Since Charles Green walked into Ibrox as the new owner of the assets and business of Rangers, he has taken on an aggressive stance against those he perceives as acting against the interests of what he acquired for his investors. He is happy to take on the football authorities, the other clubs and the BBC, all of which has impressed the fans of Rangers and seems to have won many of them over, despite initial misgivings.
According to the Daily Mail today (yes, I know) Mr Green has now a potential battle coming up with someone else. The paper suggests that the dispute regarding sums paid by UEFA to the SFA for use of players in the European Championship qualifiers is complicated, not simply because of the SFA’s refusal, so far, to pay this money to newco, being Mr Green’s company, rather than to Duff & Phelps, as administrators of oldco.
The paper quotes Mr Green:-
“Rangers FC were due in excess of 300,000 euros for player participation in the Euro 2012 qualifiers, (but) the SFA have refused to confirm that the monies are due to Rangers FC despite obligations placed on them from UEFA that these monies should be distributed to member clubs.”
However, according to the Mail, the SFA is withholding the payment as a claim has been lodged for the money by Duff & Phelps.
If this is correct, and when have the press ever been wrong, it suggests that a theme I have been banging on about for months might actually have some credence. The question which I, and wiser folk, have been asking, is what precisely did newco buy from oldco. It was a surprise to find that, for example, the £5.5 million purchase price apparently included the right, subsequently waived by newco, to receive around £2.5 million of SPL prize money. There were questions too about whether oldco or newco stood to receive the transfer fees still due to Rangers.
If there is a dispute about this money, that would suggest either than it was not included in the sale agreement at all (in which case it would remain oldco’s) or more likely there is a difference of opinion between Mr Green and newco on one hand, and oldco and D&P on the other about what they actually bought.
If that is the case, then there is the potential for an unusually titled court action, namely that of a “multiplepoinding”, which is the Scottish legal procedure used when property is in the hands of a third party, who does not ultimately own it, and there are two or more competing parties claiming title to it.
The article also mentions that as a consequence of this Biggart Baillie, the solicitors who have acted for both oldco and newco, and particularly in connection with the SPL Independent Commission, might be forced to drop one of their clients due to a conflict of interest.
I do not know whether Biggart Baillie acted for either party in the sale transaction. However as the firm has been the legal advisor to the administrators in relation to Scottish matters since their appointment, and has been paid over £350,000 in fees so far, I suspect that they would not be able to continue to act for newco. This would be even starker if the disagreement was in fact the result of a differing interpretation of the sale agreement between oldco and newco.
Indeed the conflict issue could preclude them acting for either party in this dispute at least.
This also presents an interesting scenario.
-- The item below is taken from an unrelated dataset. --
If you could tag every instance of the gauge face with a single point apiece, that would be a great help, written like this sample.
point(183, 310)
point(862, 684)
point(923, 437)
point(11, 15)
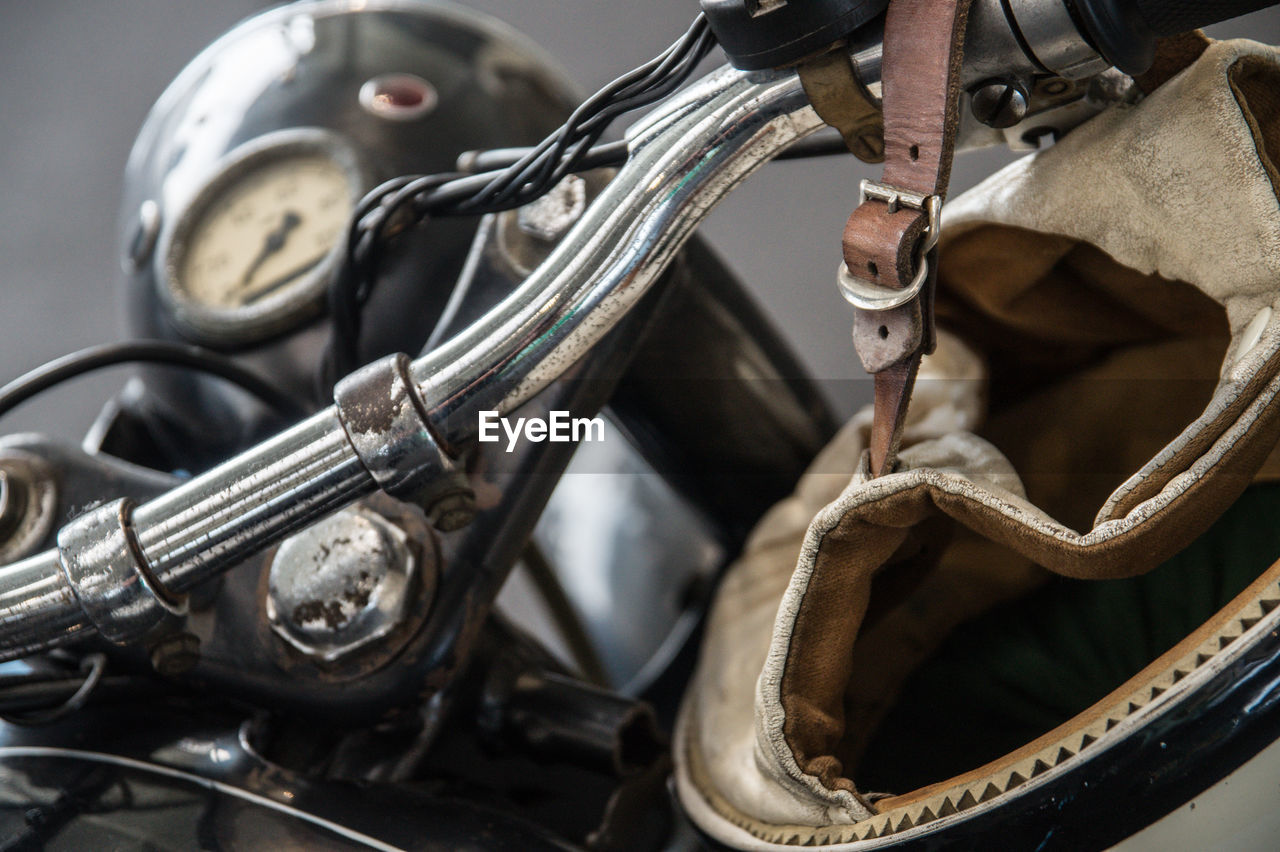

If this dispute about these funds forces Biggart Baillie to stop acting for newco, then they will engage new solicitors. Those advisers might very well give different advice about attendance at the Independent Commission. Lawyers with whom I have spoken about the situation are universally surprised by the stance of simply refusing to turn up at a hearing to argue jurisdiction when it has already been stated that their appearance at such a hearing would not, per se, be an acceptance of the Commission’s jurisdiction. (I mean no criticism of Biggart Baillie’s advice to newco, and oldco on this matter – I merely comment as an outside observer.)
Should Mr Green be advised that his best chance of successfully challenging the proceedings of the Independent Commission, either at the Commission itself, or at a subsequent appeal to the SFA or the courts, would come from attending at the so-called “kangaroo court”, then would he follow the legal advice, or risk alienating some of his supporters by performing what would be seen, by some, as a climb down, or surrender to the SPL?
After all of the legal issues which have arisen for discussion during the course of the Rangers saga over the last couple of years, taking in Company Law, Tax Law, Insolvency Law, Sports Law, Employment Law and the rest, it is nice to see the possibility of a good old multiplepoinding too!
The story shall, of course, continue!